In 2015 he failed to qualify for the final of either the 100m or 200m at the Beijing World Championships. An Olympic cycle is a fleeting thing, and Lemaitre’s was in danger of slipping away. So in 2016, for the first time since 2010, he chose to pass on the European Championships and focus solely on the Olympic Games. At the start of the summer he was confident injuries would not weight him down, reporting that his starts had improved and finishing speed was strong in training.

“There is potential for us for the Olympic Games,” he said in July ahead of the Monaco Diamond League, where he impressed with second place in the 200m.

Christophe redentor

In Rio, Lemaitre failed to make the 100m final, just as he had in Beijing 12 months earlier. He was staring at the prospect of another failed pursuit of a global medal and a Euros missed for nothing. But not for long.

 
Finish line photo of the men's 200m in Rio

 3rd and 5th were separated by an eyelash: Lemaitre (20.12), Gemili (20.12) and Churandy Martina (20.13)

He advanced through the 200m semis with a SB 20.01. In a final that saw Usain Bolt romp home for gold ahead of Canada’s Andre De Grasse in clear second place, the bronze medal was decided with a microscope – and Lemaitre was under it. He crossed the line tête-à-tête with Brit Adam Gemili and there was no telling who had snatched the bronze.

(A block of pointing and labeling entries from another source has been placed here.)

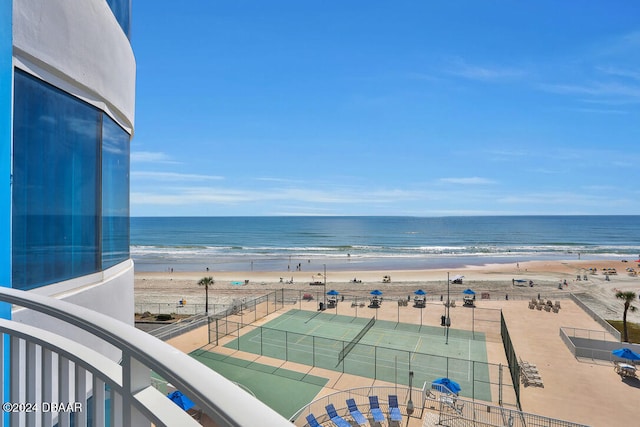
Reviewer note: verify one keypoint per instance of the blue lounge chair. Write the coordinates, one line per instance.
(335, 418)
(394, 411)
(355, 413)
(374, 409)
(311, 420)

An eterinity passed and everyone shuffled nervously. Then Lemaitre’s name appeared on the board in third with 20.12. He dropped to the floor. The normally quiet, reserved Frenchman let out a roar of ecstasy that could be heard high above in the stands above the track.

“This medal is the most beautiful,” Lemaitre told FranceTV.

“These last two years were very hard in terms of results, injuries, performances. It’s a new me who has risen. It’s a resurrection.”

Back on the hunt

Now, after two months off, he has just resumed training. The goals for the next season are clear.

“Of course I would like to run faster, but for each year my main goal is to run fast for the championships,” he says. “For me the championships are the most important, to win titles or international medals.”